James Hansen. Courtesy of Comlumbia University

James Hansen.       Courtesy of Columbia University

Science is “under siege,” the world’s top scientists and educators heard repeatedly at a major science conference of the American Association for the Advancement of Science.

Scientific solutions are needed to help solve global crises – including food and water shortages, disease and environmental destruction  —   “but the public now does not understand science,”American scientist and climate-change activist James Hansen told the annual meeting in Vancouver of the prestigious organization.

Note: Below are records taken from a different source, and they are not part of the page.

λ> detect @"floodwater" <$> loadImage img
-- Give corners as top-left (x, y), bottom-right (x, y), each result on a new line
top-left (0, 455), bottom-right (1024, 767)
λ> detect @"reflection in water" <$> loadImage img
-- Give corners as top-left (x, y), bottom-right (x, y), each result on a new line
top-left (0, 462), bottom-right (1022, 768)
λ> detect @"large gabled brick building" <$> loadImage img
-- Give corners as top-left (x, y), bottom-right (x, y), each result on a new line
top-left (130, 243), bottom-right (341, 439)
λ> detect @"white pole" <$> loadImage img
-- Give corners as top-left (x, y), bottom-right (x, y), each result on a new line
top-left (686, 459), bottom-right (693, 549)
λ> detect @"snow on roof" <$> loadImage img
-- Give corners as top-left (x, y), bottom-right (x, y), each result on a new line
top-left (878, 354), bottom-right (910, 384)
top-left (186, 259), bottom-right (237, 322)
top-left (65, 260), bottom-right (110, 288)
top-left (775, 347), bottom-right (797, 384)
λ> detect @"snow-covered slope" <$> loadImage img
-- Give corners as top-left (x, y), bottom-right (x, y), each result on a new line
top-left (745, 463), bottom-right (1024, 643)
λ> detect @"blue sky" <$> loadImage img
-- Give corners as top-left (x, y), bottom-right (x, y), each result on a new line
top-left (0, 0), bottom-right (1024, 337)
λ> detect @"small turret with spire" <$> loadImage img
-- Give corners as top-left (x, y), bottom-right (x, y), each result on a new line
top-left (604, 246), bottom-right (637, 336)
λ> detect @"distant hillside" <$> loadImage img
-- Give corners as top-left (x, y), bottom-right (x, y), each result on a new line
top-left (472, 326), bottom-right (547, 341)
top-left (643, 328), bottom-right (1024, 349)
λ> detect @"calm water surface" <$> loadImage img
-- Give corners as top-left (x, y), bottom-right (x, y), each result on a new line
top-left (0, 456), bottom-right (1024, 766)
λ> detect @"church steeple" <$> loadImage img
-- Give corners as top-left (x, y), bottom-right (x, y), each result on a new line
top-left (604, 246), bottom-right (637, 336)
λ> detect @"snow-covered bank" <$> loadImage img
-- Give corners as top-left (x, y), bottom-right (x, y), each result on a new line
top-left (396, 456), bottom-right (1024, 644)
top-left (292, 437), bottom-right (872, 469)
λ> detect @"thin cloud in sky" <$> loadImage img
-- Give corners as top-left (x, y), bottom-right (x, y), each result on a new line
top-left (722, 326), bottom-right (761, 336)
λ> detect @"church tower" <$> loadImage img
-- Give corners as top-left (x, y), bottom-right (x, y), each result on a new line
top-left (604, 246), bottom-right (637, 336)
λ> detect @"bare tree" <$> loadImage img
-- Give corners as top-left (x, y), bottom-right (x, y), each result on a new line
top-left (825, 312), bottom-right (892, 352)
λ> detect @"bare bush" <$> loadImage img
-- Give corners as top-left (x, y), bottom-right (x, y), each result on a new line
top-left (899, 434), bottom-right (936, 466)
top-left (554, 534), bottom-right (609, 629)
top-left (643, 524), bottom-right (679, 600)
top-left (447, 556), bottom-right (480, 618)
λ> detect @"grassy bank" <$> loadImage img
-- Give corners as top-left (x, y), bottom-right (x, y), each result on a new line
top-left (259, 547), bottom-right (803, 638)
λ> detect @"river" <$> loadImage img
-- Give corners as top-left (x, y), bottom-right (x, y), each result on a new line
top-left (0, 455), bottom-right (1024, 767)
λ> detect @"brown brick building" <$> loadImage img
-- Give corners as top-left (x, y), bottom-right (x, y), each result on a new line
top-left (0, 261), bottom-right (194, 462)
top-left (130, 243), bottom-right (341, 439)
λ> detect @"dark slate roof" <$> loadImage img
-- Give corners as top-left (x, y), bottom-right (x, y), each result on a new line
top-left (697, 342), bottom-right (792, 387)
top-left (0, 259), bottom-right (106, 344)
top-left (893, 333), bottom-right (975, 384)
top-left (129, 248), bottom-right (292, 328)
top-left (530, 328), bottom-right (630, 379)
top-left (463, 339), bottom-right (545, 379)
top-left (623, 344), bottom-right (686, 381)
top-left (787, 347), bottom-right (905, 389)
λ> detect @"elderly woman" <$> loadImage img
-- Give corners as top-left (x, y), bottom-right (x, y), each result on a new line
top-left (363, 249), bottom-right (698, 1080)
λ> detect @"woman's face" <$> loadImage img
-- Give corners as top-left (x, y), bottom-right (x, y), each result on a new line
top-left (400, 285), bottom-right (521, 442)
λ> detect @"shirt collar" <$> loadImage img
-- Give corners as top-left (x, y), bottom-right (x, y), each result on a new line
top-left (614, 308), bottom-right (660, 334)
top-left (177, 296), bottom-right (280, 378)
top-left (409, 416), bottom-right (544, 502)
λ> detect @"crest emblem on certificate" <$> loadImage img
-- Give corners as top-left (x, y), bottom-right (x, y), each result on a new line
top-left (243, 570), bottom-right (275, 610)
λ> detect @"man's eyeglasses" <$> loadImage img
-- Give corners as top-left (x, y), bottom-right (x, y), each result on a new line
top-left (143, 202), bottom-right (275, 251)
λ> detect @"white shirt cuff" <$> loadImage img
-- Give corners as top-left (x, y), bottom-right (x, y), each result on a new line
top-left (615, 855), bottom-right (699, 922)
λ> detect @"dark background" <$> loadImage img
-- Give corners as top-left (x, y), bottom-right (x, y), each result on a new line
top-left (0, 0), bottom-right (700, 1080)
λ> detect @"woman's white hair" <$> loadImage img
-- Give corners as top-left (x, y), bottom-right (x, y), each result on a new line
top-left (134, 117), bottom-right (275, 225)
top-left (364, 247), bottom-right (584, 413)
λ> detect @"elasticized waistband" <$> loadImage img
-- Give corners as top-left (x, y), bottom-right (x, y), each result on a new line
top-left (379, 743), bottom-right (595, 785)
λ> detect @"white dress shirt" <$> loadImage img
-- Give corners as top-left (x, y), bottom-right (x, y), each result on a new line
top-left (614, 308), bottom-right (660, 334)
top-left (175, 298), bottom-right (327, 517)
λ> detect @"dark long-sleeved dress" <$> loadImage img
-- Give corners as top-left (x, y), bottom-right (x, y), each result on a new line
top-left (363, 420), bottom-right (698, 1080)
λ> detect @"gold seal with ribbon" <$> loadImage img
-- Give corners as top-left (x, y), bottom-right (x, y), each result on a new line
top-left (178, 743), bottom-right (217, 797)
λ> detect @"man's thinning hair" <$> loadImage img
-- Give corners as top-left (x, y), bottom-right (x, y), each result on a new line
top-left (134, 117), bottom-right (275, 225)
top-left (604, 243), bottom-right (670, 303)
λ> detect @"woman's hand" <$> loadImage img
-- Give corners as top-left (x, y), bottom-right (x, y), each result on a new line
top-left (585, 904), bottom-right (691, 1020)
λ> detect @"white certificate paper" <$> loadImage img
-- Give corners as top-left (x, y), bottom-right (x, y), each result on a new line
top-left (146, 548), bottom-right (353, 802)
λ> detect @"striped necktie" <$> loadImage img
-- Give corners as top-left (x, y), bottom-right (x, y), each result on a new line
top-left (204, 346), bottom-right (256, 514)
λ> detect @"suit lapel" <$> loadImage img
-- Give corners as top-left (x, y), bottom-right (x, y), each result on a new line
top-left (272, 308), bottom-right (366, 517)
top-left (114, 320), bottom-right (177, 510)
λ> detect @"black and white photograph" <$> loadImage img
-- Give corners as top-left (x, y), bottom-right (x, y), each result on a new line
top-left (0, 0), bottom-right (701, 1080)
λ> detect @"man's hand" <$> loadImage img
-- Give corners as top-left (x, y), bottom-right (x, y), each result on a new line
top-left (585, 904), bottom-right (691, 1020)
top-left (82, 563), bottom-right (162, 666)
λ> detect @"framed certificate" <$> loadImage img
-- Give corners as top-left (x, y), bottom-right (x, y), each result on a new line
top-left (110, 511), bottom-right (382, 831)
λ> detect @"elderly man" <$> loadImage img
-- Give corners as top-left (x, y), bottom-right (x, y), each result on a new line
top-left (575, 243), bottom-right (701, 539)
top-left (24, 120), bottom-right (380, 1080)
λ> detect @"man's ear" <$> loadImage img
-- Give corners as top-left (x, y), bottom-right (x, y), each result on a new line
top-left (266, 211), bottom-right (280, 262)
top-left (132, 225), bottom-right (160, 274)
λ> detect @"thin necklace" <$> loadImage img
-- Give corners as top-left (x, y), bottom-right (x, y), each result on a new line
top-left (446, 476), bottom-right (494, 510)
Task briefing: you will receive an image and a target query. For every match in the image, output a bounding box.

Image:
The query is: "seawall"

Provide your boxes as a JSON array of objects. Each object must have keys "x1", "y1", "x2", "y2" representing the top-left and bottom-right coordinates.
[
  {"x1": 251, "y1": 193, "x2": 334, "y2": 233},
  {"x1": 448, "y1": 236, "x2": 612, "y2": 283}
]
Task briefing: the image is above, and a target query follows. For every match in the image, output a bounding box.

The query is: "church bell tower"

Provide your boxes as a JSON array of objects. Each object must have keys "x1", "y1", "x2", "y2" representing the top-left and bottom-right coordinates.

“We have a planetary emergency, and very few people recognize that,” Hansen told a plenary session aimed at helped the world’s top scientists better communicate their work to the public.

“Flattening the world – building a global knowledge society” was the theme of the meeting held in Vancouver, attended by some 8,000 scientists and hundreds of journalists from 50 countries.

“It’s about persuading people to believe in science, at a time when disturbing numbers don’t,” said meeting co-chair Andrew Petter, president of Simon Fraser University.

Scientists wrangled with thorny issues such as censorship, opposition from American religious groups to teaching evolution and climate science, and the quality of science education.

Politicians, environmental activists, educators and the public – especially in the United States where surveys show scientific literacy declining – came under criticism.

Outgoing AAAS president Nina Fedoroff  suggested a growing anti-science attitude “probably lies in our own psych. Belief systems, especially when tinged with fear, are not easily dispersed with facts.”

“Fewer people “believe” in climate change each year” in the United States, she noted, while parents in some countries refuse to have children vaccinated against deadly disease because they fear a myth, long disproved, that vaccines are linked with autism.

“We have to plan for a future, considering the risk of climate change, with 9 to 10 billion people,” said Hans Rosling, a Swedish public health expert who combats science ignorance with catchy videos.

Rosling, famous for his Ted Talk and Youtube videos that draw millions of viewers, said it’s naive to think that humanity can easily go backward in history.

“I get angry when I hear people say in the rainforest people live in ecological balance. They don’t. They die in ecological balance,” he said, pointing to charts showing how human populations changed with technology, and how without science the majority of children in any family die.

During the AAAS meeting controversy erupted over whether research on a mutant form of the “bird flu” virus by American and Dutch scientists- which is potentially capable of spreading in humans – should be made public.

Last fall American security authorities asked scientists not to publish details of their research, for fear the information could fall into the wrong hands and unleash a flu pandemic.

“I would not be in favor of stopping the science,” Fedoroff said in Vancouver, just before bird flu experts meeting at the World Health Organization in Geneva agreed to an indefinite moratorium on publishing, to allow for public discussion and for scientists to examine the risks.

Federoff told reporters, “The more we know about something, the better prepared we are to deal with unexpected outcomes.”

“It’s not about politics, it’s about science,” said Alan Leshner, association CEO and executive publisher of its journal Science, one of the world’s top peer-reviewed journals.

But he added, in an interview, that the association is increasingly reaching out to the public. For example, he cited the record number of 6,000 Vancouver school children who attended free public science events during the conference.

Leshner said young scientists are newly happy to engage in public events, unlike previous generations of scientists who scorned public involvement or media exposure. “Young scientists now want the public to understand what we do,” he said.